Dynamic Duo: The Ocean-Air Partnership

Update May 19, 2015 text added at end.

Earlier I wrote an essay about our living on a water world. Then an essay described the role of oceans as a climate flywheel, storing massive amounts of solar energy and thereby stabilizing fluctuations in temperature and climate. A recent post about oceans making global temperature changes drew some comments about downplaying the role of the atmosphere in climate change. So I want to clarify some things.

The Dynamic Duo

Climate change is a coupled ocean-air dynamic, stimulated by ocean heat transfers into the air, and involving the two fluids (air and water) feeding off each other.

To maintain an approximate steady state climate the ocean and atmosphere must move excess heat from the tropics to the heat deficit polar regions. Additionally the ocean and atmosphere must move freshwater to balance regions with excess dryness with those of excess rainfall. The movement of freshwater in its vapor, liquid and solid state is referred to as the hydrological cycle.
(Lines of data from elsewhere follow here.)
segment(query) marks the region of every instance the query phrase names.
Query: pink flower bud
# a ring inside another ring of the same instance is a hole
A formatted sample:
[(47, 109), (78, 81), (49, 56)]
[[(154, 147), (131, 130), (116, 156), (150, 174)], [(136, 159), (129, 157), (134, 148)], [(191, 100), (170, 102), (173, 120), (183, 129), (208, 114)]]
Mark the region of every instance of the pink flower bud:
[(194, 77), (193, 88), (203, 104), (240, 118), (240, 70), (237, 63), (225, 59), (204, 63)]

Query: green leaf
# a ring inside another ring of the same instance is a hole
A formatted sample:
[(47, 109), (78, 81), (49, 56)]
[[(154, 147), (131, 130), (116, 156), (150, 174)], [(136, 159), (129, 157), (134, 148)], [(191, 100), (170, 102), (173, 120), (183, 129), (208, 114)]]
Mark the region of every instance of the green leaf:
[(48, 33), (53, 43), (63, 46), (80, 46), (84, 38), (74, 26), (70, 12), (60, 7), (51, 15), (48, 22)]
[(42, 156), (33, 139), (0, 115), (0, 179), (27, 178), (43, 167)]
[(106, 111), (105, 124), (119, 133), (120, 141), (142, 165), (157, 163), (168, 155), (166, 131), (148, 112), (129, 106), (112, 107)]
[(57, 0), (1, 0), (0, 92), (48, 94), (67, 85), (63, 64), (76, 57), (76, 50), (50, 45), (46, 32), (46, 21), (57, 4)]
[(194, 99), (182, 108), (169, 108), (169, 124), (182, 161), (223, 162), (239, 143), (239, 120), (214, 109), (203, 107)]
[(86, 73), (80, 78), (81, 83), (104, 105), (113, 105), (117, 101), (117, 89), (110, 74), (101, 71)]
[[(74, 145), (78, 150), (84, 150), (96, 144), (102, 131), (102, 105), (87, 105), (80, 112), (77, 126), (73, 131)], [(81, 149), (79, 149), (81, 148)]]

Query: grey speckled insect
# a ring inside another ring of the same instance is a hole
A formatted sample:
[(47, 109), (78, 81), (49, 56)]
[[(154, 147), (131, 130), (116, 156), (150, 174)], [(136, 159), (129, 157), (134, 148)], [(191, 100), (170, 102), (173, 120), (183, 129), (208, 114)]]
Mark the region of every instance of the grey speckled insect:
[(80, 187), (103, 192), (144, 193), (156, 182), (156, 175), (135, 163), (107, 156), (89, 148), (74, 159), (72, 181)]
In low latitudes the ocean moves more heat poleward than does the atmosphere, but at higher latitudes the atmosphere becomes the big carrier. The wind driven ocean circulation moves heat mainly on the horizontal plane. For example, in the North Atlantic, warm surface water move northward within the Gulf Stream on the western side of the ocean, to be balanced by cold surface water moving southward within the Canary Current on the eastern side of the ocean.  The thermohaline circulation moves heat mainly in the vertical plane. For example, North Atlantic Deep Water with a temperature of about 2°C flows towards the south in the depth range 2000 to 4000 meters to be balanced by warmer water (greater than 4°C) flowing northward within the upper 1000 meters.
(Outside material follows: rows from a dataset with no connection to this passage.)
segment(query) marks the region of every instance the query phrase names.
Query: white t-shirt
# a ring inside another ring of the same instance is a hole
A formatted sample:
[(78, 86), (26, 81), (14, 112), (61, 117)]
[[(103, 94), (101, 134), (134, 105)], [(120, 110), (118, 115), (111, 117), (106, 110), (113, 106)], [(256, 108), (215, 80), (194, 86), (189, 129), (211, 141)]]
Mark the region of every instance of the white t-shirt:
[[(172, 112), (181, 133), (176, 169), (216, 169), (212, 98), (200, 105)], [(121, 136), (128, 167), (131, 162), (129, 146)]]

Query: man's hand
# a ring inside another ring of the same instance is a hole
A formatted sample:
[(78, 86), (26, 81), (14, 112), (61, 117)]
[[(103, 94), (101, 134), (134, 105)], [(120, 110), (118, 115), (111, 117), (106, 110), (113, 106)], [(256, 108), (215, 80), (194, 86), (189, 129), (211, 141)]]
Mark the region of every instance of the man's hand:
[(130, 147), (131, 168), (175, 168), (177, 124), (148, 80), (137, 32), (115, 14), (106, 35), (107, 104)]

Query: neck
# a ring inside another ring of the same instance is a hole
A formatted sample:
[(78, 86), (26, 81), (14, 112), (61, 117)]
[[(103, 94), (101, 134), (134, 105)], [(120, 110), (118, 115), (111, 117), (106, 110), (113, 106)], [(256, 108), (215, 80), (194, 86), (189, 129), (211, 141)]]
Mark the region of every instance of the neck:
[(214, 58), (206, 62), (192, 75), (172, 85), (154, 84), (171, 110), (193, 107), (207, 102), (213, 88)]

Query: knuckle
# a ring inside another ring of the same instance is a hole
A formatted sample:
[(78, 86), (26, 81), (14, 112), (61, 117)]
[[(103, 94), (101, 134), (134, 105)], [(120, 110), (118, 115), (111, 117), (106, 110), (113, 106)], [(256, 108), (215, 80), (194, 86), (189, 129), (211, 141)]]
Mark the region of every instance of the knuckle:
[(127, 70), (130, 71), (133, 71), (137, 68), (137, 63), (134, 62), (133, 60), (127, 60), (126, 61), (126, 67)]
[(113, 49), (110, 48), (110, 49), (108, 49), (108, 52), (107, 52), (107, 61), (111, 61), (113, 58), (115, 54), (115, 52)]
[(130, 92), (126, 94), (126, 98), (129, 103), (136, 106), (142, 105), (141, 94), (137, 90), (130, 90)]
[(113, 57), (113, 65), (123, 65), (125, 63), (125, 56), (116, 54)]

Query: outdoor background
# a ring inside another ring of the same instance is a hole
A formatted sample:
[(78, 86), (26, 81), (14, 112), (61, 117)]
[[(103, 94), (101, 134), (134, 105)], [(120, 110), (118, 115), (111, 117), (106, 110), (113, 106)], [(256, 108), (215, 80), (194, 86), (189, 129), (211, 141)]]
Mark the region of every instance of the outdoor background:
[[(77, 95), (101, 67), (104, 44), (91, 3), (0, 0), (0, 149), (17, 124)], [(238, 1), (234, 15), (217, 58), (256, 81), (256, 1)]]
The ocean role in climate would be zero if there were an impervious lid over the ocean, but there is not, across the sea surface pass heat, water, momentum, gases and other materials. The wind exerts a stress on the sea surface that induces the Ekman transport and wind driven circulation.

http://eesc.columbia.edu/courses/ees/climate/lectures/o_atm.html

A lot of factors affect heat transfers from oceans to atmosphere, but the main ones are advection (heat in water flowing horizontally), mixing (vertical upwelling and downwelling of warmer and colder waters) and surface evaporation (latent heat rising with water vapor converted from liquid). The latter is greatly affected by wind which adds to the complexity of the process. For this essay, I will leave on the side the issue of sea ice dynamics, including the latent heat released in its freezing.

Ocean-atmosphere Interactions

The ocean can warm or cool the air in a number of different ways. For example, when the air is at a lower temperature than seawater, the ocean transfers heat to the lower atmosphere, which becomes less dense as the heat causes molecules in the air to move farther apart. As a result, a low-pressure air mass forms over that part of the ocean. (Conversely, cool or cold waters lead to the formation of high-pressure air masses as air molecules move closer together.) Because air always flows from areas of higher pressure to those of lower pressure, winds are diverted toward the low-pressure area.

Among winds that are affected by such pressure changes are the jet streams, bands of fast-moving, high-altitude air currents. Jet streams supply energy to developing storms at lower altitudes and then influence their movement. In this way, the ocean alters the direction of storm tracks. Some storms even reverse direction as the result of ocean-influenced air-pressure changes.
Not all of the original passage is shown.